第7話 涙のあとに残るもの
薄暗いスラムに、ようやく朝が訪れた。
しかし、陽の光は城壁の影に遮られ、空気は相変わらず淀んでいる。
リムは瓦礫に背を預けながらぼんやりと目を開けた。
夜中の出来事が夢ではなかった現実が、胸を鋭く刺す。
昨日まで胸に抱えていた布袋の銅貨は、どこにもない。
「……ない……全部……」
絞り出すような声が漏れた。
目の周りは涙が乾いて突っ張り、頬は冷たくなっていた。
悔しさと落胆が頭を支配していたが、夜が明けるとその感情は少しだけ収まっていた。
(今を考えなきゃ……ここで止まったら…あいつらと変わらない…)
リムは自分に言い聞かせた。
「金……奪われちゃった……」
口に出した途端、また込み上げてくるものがあった。
(もう……やだ……)
震えた声が喉に詰まる。
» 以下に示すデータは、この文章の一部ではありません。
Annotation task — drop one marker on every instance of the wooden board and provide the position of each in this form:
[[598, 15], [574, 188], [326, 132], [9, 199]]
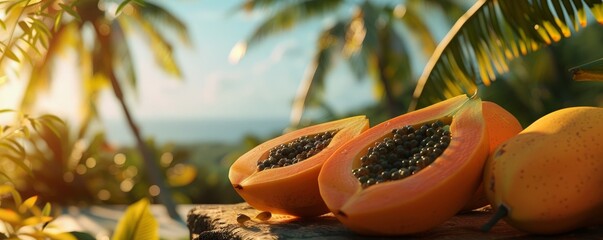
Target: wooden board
[[218, 222]]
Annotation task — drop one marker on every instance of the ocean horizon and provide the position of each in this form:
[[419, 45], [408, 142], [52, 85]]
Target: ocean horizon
[[186, 131]]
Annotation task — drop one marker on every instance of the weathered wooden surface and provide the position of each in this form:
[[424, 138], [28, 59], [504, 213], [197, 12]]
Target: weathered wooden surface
[[218, 222]]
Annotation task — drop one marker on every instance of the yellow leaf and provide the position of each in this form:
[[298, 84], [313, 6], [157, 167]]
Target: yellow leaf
[[9, 216], [137, 223], [28, 204], [5, 189], [30, 221]]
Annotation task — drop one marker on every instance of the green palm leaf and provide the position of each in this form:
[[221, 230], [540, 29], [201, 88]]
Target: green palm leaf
[[489, 35], [592, 71]]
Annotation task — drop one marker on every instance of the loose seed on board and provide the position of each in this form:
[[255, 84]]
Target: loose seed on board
[[264, 216], [242, 218]]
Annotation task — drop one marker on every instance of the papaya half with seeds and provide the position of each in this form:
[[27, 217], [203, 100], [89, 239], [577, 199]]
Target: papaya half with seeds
[[547, 179], [500, 125], [423, 199], [281, 174]]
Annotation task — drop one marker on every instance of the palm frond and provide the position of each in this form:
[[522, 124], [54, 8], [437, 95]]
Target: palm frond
[[492, 33], [592, 71], [39, 80], [161, 47], [159, 16]]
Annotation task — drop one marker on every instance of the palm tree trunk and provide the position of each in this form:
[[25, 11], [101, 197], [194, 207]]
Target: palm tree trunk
[[150, 160], [390, 101]]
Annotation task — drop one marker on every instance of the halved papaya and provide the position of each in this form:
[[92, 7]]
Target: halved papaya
[[422, 200], [269, 179], [500, 125]]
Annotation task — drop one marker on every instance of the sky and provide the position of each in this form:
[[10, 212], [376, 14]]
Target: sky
[[261, 86]]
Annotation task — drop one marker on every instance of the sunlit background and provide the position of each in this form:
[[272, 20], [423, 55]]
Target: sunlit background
[[228, 96]]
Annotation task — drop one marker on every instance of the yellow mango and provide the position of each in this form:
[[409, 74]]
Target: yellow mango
[[548, 179]]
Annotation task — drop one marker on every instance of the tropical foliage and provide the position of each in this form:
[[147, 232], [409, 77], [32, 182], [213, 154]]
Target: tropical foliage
[[477, 49], [374, 38], [489, 35], [43, 30]]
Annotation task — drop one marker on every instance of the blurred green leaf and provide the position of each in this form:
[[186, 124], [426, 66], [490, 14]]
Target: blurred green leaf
[[592, 71], [137, 223], [490, 34]]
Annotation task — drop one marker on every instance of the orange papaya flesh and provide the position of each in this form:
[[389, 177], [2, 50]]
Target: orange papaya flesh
[[500, 125], [291, 189], [419, 202]]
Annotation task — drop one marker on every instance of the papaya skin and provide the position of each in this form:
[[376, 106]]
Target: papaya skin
[[419, 202], [291, 190], [500, 125], [548, 177]]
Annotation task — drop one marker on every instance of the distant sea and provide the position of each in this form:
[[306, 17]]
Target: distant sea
[[195, 131]]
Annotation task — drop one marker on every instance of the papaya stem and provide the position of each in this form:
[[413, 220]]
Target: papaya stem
[[501, 212]]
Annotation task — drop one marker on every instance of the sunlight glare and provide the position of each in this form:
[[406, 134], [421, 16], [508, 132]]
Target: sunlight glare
[[166, 159], [237, 52], [126, 185], [90, 162], [104, 195], [119, 159]]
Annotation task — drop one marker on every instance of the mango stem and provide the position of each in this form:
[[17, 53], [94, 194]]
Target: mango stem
[[501, 212]]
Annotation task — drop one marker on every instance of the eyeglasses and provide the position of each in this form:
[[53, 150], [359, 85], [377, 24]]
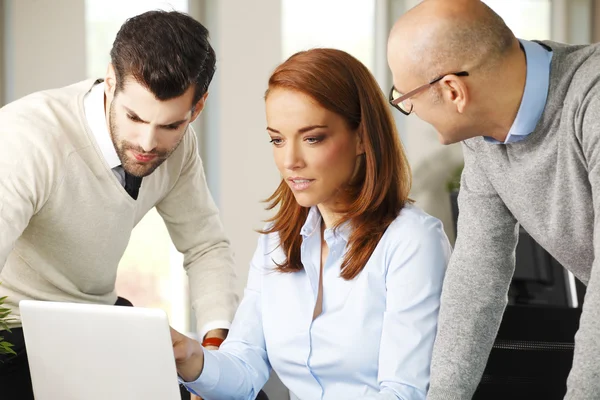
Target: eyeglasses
[[402, 101]]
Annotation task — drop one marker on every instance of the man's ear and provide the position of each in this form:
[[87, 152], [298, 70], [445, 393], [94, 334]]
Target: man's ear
[[110, 81], [456, 91], [199, 107]]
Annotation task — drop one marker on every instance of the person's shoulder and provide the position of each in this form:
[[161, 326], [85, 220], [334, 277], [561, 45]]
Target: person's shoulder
[[415, 222], [416, 233], [41, 124]]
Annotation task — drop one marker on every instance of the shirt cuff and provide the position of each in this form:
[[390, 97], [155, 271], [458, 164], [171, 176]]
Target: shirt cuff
[[220, 324], [209, 377]]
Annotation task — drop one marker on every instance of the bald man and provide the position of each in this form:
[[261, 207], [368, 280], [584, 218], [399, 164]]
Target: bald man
[[528, 116]]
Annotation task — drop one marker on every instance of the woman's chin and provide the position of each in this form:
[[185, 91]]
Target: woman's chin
[[303, 200]]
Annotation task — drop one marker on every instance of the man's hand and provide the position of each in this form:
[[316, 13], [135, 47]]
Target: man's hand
[[189, 356]]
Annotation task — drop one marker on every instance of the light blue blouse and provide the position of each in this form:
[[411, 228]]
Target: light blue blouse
[[374, 338]]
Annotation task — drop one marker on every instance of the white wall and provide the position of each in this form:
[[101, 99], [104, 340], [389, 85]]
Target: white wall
[[45, 45], [246, 36], [247, 39]]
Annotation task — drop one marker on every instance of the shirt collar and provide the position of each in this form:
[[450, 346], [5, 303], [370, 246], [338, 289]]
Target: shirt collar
[[313, 223], [535, 94], [93, 104]]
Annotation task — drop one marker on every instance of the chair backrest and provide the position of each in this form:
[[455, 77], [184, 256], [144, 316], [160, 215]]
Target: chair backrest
[[532, 354]]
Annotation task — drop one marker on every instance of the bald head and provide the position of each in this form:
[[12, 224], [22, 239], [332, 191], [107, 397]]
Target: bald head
[[442, 36]]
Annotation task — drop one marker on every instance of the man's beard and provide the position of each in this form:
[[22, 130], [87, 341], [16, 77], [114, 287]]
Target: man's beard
[[130, 164]]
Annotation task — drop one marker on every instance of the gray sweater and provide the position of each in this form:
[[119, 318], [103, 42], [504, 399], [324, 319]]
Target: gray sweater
[[550, 184]]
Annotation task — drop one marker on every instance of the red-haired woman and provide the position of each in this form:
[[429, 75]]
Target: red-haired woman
[[344, 288]]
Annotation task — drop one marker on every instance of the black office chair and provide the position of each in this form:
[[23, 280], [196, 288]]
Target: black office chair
[[532, 354]]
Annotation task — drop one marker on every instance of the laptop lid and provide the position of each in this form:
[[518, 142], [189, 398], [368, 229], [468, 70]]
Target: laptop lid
[[98, 352]]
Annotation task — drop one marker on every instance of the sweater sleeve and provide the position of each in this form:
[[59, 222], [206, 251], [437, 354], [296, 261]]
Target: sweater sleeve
[[193, 222], [583, 382], [475, 289], [27, 172]]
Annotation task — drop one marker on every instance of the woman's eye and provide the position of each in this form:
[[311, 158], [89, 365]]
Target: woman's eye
[[314, 139]]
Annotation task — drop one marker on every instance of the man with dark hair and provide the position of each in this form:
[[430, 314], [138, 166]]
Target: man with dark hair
[[81, 165], [528, 116]]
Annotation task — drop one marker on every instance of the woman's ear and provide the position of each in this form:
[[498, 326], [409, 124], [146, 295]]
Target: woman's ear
[[360, 147]]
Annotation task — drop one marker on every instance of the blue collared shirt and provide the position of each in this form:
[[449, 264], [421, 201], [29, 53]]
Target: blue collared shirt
[[534, 95], [374, 337]]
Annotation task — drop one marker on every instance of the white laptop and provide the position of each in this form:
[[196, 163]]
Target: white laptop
[[97, 352]]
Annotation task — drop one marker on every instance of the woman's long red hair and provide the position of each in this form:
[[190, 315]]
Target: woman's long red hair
[[342, 84]]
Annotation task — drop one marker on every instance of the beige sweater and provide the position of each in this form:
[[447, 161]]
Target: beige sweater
[[65, 220]]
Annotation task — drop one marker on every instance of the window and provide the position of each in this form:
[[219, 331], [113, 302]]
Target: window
[[347, 25], [151, 271]]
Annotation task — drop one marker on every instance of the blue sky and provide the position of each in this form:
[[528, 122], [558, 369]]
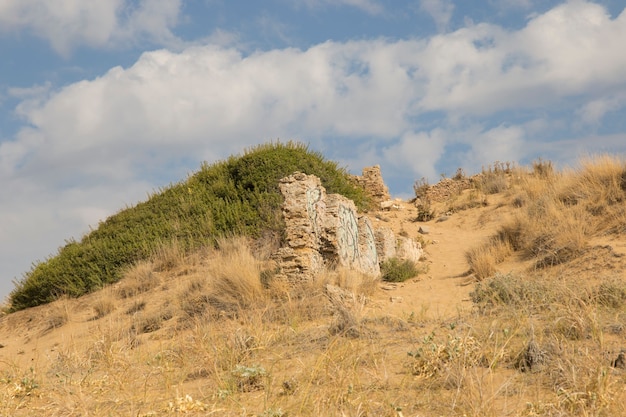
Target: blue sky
[[103, 102]]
目尻から再び涙がこぼれそうになったが、リムは奥歯を噛みしめて堪えた。
(ぐぅぅぅ…)
泣いたところで、空腹は癒せない。
腹は正直だ。空っぽの胃がリムを現実に引き戻す。
(……でも……でも…俺は…)
リムは自分に言い聞かせるように考えた。
「あの日から……昨日まで、効率よくゴミを拾った経験……」
「大丈夫。またやり直せる。」
【恩寵と経験】それは奪われなかった。
「もう、あんなことにはいやだ………考えなきゃ……」
リムは小さな手で涙を拭った。
そしてゆっくりと立ち上がる。
瓦礫の間を抜け、廃棄物の溜まる場所へと歩き始めた。
スラムの薄暗い空に、微かに朝日が差し込んでいる。
(生き抜くんだ……俺は……)
その歩みは、昨日までとは違っていた。少しだけだが、力強さを宿していた。
リムの成長メモ:
• 金銭を失ったが、経験という無形の財産が自分に残ることに気づいた。
• 「考える」ことで状況を打破しようとする姿勢が芽生える。